Chapter 1 #2
I shake my head. I’m already three espressos deep and should cut myself off from the caffeine IV drip. “You should set your standards higher than free campus coffee and stale granola. Didn’t your publisher give you a per diem?”
“I think so, but if I don’t have to spend it—”
“You should,” I tell her as my phone buzzes.
I need to teach Daphne how to survive these long weekends, and it starts with DoorDashing overly expensive food to her room after a long day.
There’s something about hotel sheets, HGTV, and a burrito the size of your face that hits the spot after socializing for twelve hours.
The buzzing continues. “My publicist is calling.”
“Answer it. I’ll be inside stealing bagels.” Daphne walks back in the direction of the authors’ lounge as I answer my phone.
“Hey, Amina.”
“Mars! I’m so glad you picked up. Did you see my email?”
My anxiety radar goes off. “No. I just got to the festival.”
“I received an email from the director of the conference. You were copied on it, too. Did you see that one?”
My inbox is always out of control, and the closer we get to publication, the less likely I am to wander into its murky depths. “Not yet.”
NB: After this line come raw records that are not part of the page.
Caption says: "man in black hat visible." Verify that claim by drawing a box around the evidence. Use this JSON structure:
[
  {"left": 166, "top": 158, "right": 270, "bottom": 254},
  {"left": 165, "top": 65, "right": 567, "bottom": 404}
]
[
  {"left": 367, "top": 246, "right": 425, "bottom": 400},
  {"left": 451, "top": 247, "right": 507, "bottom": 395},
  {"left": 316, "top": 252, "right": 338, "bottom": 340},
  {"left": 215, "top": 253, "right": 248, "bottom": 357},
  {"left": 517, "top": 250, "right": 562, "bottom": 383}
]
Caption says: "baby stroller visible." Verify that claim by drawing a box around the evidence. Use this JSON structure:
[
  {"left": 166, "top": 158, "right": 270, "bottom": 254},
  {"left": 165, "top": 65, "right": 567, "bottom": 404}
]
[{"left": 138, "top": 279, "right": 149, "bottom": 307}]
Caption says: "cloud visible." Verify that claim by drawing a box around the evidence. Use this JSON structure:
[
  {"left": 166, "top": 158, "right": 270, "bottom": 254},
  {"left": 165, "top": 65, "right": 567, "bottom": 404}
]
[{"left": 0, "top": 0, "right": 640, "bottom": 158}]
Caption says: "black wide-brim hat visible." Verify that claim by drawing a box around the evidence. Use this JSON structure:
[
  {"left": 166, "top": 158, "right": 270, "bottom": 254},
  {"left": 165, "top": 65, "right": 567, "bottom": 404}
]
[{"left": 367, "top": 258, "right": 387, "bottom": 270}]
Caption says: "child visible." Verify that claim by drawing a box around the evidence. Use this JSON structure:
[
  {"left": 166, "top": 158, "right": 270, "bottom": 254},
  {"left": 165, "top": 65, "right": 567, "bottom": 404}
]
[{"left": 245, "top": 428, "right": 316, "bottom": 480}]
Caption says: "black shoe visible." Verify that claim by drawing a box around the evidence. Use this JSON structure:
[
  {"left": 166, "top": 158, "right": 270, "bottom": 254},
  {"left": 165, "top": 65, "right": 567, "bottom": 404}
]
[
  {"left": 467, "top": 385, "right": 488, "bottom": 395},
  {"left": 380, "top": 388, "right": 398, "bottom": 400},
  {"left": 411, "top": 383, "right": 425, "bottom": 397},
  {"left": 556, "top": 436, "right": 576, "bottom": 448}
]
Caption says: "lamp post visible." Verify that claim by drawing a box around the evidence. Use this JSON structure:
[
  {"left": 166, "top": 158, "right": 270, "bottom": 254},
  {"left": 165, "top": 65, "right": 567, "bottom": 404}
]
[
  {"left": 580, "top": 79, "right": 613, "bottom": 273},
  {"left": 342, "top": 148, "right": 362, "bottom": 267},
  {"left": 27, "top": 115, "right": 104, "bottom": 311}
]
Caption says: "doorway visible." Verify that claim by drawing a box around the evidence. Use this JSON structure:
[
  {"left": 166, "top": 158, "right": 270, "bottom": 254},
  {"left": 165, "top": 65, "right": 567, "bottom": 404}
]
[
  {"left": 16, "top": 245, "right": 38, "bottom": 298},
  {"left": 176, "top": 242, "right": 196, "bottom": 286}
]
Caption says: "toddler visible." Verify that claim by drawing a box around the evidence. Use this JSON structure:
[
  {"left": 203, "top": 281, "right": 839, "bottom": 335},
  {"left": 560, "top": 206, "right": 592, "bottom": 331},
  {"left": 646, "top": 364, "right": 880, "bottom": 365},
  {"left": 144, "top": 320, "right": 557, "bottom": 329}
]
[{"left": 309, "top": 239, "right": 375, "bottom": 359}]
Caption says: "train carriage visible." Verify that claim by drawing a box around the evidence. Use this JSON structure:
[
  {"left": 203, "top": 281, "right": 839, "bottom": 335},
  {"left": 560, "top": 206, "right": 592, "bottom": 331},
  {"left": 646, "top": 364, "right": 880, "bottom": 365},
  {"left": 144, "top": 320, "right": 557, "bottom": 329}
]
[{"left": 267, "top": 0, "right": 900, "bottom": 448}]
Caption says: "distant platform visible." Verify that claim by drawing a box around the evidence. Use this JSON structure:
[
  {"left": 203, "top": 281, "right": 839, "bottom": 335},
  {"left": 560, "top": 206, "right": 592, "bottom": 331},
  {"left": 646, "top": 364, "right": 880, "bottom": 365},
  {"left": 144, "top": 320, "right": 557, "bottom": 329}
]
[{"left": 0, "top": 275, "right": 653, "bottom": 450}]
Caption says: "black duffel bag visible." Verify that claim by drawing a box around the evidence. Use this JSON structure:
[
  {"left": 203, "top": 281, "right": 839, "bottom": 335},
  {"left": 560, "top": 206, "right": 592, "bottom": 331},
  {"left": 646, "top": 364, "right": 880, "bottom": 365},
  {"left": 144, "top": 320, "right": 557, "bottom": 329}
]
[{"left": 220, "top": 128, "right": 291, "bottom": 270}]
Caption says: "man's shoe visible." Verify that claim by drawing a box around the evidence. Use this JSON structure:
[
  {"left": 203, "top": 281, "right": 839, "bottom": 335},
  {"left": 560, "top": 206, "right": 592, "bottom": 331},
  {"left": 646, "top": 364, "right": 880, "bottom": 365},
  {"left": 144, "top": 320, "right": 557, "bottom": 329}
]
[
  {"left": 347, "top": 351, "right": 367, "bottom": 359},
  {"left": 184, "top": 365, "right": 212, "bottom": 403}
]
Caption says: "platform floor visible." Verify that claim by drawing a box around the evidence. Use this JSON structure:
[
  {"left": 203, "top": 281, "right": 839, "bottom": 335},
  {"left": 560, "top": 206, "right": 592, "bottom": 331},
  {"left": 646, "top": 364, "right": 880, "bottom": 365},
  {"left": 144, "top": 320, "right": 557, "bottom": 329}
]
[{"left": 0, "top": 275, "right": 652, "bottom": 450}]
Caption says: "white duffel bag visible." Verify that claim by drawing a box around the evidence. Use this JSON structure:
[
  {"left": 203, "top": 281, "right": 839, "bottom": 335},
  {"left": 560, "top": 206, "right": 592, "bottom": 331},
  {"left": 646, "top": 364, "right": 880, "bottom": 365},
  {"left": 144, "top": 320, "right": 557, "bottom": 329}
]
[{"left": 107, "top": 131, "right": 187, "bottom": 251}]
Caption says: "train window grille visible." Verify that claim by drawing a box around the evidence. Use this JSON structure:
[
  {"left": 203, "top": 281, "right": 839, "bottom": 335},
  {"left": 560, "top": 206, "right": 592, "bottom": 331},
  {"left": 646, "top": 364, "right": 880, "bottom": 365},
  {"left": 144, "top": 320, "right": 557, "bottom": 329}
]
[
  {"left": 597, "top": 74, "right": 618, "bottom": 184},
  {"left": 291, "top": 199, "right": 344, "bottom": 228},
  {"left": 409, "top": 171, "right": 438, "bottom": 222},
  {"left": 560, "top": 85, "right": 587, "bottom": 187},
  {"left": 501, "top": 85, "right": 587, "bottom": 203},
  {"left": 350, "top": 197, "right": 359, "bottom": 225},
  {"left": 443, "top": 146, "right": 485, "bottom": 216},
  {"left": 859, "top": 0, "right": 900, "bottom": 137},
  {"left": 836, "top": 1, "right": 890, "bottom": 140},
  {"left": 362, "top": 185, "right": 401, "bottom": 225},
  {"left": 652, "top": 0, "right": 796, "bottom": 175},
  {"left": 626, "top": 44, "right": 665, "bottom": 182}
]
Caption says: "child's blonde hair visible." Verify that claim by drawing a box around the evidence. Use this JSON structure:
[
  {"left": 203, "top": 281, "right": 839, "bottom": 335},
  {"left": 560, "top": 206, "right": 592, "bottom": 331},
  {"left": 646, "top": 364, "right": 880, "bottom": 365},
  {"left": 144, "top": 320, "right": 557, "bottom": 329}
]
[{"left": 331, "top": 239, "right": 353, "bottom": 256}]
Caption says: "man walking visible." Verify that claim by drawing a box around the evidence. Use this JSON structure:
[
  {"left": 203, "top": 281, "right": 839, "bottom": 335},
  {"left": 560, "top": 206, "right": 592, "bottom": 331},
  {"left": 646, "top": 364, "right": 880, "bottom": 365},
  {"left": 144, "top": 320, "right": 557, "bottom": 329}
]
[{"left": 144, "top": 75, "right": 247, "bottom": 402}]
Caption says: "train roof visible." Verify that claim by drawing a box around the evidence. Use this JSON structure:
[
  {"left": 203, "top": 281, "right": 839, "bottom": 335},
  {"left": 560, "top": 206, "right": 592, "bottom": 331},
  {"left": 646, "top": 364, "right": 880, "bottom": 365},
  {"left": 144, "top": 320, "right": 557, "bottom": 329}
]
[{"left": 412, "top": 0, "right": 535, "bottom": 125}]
“I didn’t think so,” she mutters, her tone hesitant in a way I’m not used to hearing.
When there’s bad news—like the time my third book got eviscerated by The New York Times Book Review—she sends an email, and I get to cry in peace.
(Which I did. For several days.) The part of me that hates crying in public more than writer’s block flares to life.
I duck between buildings and walk toward a quiet spot on campus.
At least I’ll be alone if this ends in disaster.
“What’s going on, Amina?” I prompt.
“There’s been a change to the general session on Sunday.”
My stomach drops, but I’m not surprised. I wonder if they’re rolling up the banner with my face on it as we speak. “Have I been cut?”
Daphne thinks my constant worry is unfounded, but after the shit show that’s been my career over the past several years, it’s hard not to feel like I’m one wrong move from losing my last chance.
“No! No, of course not, not anything like that.”
The vise around my throat loosens slightly. “Then why do you sound like you’d rather give yourself a paper cut than be on this call?”
She laughs—light and airy and fake as hell. “There’s been a change to the schedule—it’s really not something you should worry about.”
“What’s the change?”
“Wendell Tyler has the flu and had to drop out this morning.” I can practically hear her wince.
Wendell Tyler is one of the best YA sci-fi authors of the past decade, but it’s not like authors are in short supply this weekend. “I can hold down the fort on my own, but if they want a replacement, I’m sure Daphne would be happy to step in,” I say.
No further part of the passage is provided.